November
3, 2006
Cedar Waxwings
Absent
most of the summer, small flocks of Cedar Waxwings began showing up a couple of
weeks ago. They seem to have an
innate sense of when berries are beginning to ripen. I usually hear them first lisping little voices at the
upper range of human hearing.
Maybe we're only hearing part of what they say. After all, like it or not, bird calls
and songs were not designed for human ears, but for each other.
I watched
them last month in a small flock as they polished off the last of the
elderberries on a hillside above Jewel Lake on one of the last truly warm days
of October. In the low morning
sun, they presented an elegant profile, sleek and rakish with their swept-back
crests. Backlit by the sun, the
narrow
band on
each tail glowed bright yellow. In
the northeast, where waxwings feed on a certain planted honeysuckle (Lonicera
morrowii) which is rich in red pigments, the yellow band turns orange.
Last
year, waxwings in huge flocks attracted the attention of even the most casual
birders as they passed overhead with a whir of wings, often numbering in the
dozens, sometimes in the hundreds.
Even in small flocks, they favor close formations, fllying into a tree
as the tree itself was vacuuming them in, soon to eject them out again to
continue their roving.
When a
laden berry bush is sighted, they descend on fluttering wings, their
conversation of sibilant sounds quickening with the excitement of the
feast. Sometimes they are in the
company of robins who also participate in these bacchanals. But robins, in contrast to the elegant,
graceful waxwings, appear bulky and even ungainly, prone to crashing into
nearby windows whether from inebriation or overexcitement, one can't be sure.
Waxwings
sitting in a row on a branch may pass a berry back and forth until the game
ends when one of them swallows it.
The passing of a berry back and forth is also part of the breeding
ritual between a male and female.
As the
most frugivorous (fruit-eating) of all North American birds whose diet consists
of at least 80% ripe fruit, their behavior resembles the tropical fruit eaters
who are also intensely social, traveling and feeding in large flocks and even
in nesting season maintaining loose groups. But waxwings themselves are one of a small species with only
three members the Cedar Waxwings of our climes, the more northerly Bohemian
Waxwings, and the Japanese Waxwings of eastern Asia.
The name
waxwing refers to the bright red waxy appendages that are often attached to the
tips of their secondary feathers which may have a role in attracting
mates.
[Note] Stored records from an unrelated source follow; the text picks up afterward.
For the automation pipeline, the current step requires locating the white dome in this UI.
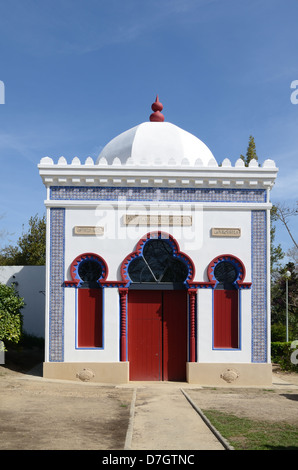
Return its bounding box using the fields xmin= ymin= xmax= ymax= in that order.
xmin=96 ymin=122 xmax=217 ymax=166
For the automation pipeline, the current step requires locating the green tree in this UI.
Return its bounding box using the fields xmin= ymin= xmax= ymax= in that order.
xmin=271 ymin=262 xmax=298 ymax=341
xmin=240 ymin=135 xmax=258 ymax=166
xmin=0 ymin=215 xmax=46 ymax=266
xmin=0 ymin=284 xmax=25 ymax=343
xmin=270 ymin=206 xmax=285 ymax=274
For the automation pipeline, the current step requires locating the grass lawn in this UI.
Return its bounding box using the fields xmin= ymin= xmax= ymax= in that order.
xmin=202 ymin=410 xmax=298 ymax=450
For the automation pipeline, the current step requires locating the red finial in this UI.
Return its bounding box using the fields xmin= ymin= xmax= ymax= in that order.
xmin=150 ymin=95 xmax=165 ymax=122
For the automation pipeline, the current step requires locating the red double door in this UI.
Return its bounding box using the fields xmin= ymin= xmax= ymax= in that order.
xmin=127 ymin=290 xmax=187 ymax=381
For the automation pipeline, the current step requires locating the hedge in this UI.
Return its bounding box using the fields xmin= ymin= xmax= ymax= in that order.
xmin=271 ymin=341 xmax=298 ymax=372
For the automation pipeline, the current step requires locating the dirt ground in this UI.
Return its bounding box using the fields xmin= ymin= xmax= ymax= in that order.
xmin=0 ymin=350 xmax=298 ymax=450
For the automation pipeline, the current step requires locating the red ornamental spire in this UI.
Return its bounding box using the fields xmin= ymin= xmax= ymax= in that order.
xmin=150 ymin=95 xmax=165 ymax=122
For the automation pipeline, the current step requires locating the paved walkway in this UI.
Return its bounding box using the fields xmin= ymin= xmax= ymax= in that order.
xmin=119 ymin=382 xmax=225 ymax=451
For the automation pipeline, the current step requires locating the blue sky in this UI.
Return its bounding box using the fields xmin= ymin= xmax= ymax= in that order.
xmin=0 ymin=0 xmax=298 ymax=258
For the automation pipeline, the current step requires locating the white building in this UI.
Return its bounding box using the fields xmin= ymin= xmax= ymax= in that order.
xmin=39 ymin=99 xmax=278 ymax=385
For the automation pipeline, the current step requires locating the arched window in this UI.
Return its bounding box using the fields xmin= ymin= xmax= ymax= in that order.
xmin=122 ymin=232 xmax=194 ymax=285
xmin=208 ymin=255 xmax=245 ymax=349
xmin=70 ymin=253 xmax=107 ymax=348
xmin=128 ymin=240 xmax=188 ymax=282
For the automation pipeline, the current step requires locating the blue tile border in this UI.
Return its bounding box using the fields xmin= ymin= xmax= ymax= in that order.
xmin=251 ymin=210 xmax=268 ymax=363
xmin=49 ymin=208 xmax=65 ymax=362
xmin=50 ymin=186 xmax=267 ymax=203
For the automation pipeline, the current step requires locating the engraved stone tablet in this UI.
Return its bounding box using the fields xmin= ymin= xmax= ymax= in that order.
xmin=74 ymin=225 xmax=104 ymax=235
xmin=211 ymin=227 xmax=241 ymax=237
xmin=123 ymin=214 xmax=192 ymax=227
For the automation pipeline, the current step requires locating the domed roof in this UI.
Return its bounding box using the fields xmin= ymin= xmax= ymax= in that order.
xmin=96 ymin=98 xmax=217 ymax=166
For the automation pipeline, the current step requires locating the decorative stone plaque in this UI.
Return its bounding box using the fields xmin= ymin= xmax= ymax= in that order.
xmin=123 ymin=214 xmax=192 ymax=227
xmin=74 ymin=225 xmax=104 ymax=235
xmin=211 ymin=227 xmax=241 ymax=237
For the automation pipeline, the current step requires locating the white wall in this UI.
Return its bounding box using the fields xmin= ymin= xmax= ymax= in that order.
xmin=65 ymin=203 xmax=251 ymax=362
xmin=0 ymin=266 xmax=45 ymax=338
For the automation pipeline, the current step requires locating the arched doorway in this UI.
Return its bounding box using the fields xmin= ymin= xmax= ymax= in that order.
xmin=122 ymin=232 xmax=194 ymax=381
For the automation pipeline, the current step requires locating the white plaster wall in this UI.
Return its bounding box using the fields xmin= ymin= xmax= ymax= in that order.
xmin=0 ymin=266 xmax=45 ymax=338
xmin=64 ymin=203 xmax=251 ymax=362
xmin=65 ymin=204 xmax=251 ymax=282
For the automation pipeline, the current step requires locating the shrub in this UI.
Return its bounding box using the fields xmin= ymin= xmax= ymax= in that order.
xmin=271 ymin=341 xmax=298 ymax=372
xmin=0 ymin=284 xmax=25 ymax=343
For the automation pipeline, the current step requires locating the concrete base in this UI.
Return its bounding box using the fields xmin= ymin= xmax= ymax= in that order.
xmin=43 ymin=362 xmax=129 ymax=384
xmin=186 ymin=362 xmax=272 ymax=387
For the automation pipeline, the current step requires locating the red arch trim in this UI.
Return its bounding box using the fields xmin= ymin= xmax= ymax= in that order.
xmin=121 ymin=231 xmax=195 ymax=282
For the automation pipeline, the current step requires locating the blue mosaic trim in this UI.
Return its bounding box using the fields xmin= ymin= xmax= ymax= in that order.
xmin=49 ymin=208 xmax=65 ymax=362
xmin=50 ymin=186 xmax=266 ymax=203
xmin=251 ymin=211 xmax=268 ymax=362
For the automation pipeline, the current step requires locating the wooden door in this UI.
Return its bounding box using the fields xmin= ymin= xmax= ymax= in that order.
xmin=128 ymin=291 xmax=187 ymax=380
xmin=163 ymin=290 xmax=187 ymax=381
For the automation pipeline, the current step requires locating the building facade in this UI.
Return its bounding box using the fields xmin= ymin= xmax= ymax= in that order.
xmin=39 ymin=99 xmax=278 ymax=385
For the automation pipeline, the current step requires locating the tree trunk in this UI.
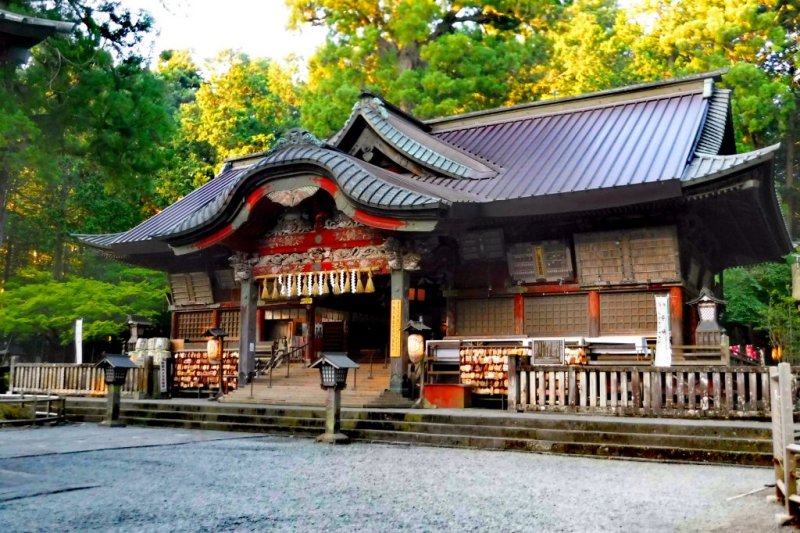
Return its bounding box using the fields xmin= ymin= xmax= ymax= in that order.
xmin=0 ymin=161 xmax=11 ymax=270
xmin=53 ymin=183 xmax=70 ymax=280
xmin=786 ymin=113 xmax=797 ymax=239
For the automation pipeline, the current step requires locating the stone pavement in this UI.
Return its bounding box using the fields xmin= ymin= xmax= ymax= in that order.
xmin=0 ymin=424 xmax=791 ymax=533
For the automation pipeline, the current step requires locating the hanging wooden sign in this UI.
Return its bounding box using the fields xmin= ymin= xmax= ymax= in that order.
xmin=389 ymin=298 xmax=403 ymax=357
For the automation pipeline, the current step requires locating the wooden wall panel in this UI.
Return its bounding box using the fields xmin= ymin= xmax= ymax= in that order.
xmin=456 ymin=298 xmax=514 ymax=336
xmin=525 ymin=294 xmax=589 ymax=337
xmin=600 ymin=292 xmax=666 ymax=335
xmin=173 ymin=311 xmax=214 ymax=340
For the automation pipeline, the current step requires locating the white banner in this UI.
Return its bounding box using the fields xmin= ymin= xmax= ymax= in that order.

The 'cedar' part may refer
to their association with conifers, in particular junipers whose berries once
made up much of their diet before all the ornamental plants and orchards became
an important source of food and brought about an increase in their populations. Waxwings are most numerous in the Great
Lakes region and in the Northeast.
As a
mostly sedentary person with a small family, I have a special admiration for
these masked wanderers. The poet,
Robert Francis, liked them so well, that in his poem "Waxwings" he
imagines himself as one of them: "Four Tao philosophers as cedar waxwings
chat on a February berry bush in the sun, I am one." "To sun, to feast, and to
converse and all together for this I have abandoned all my other lives."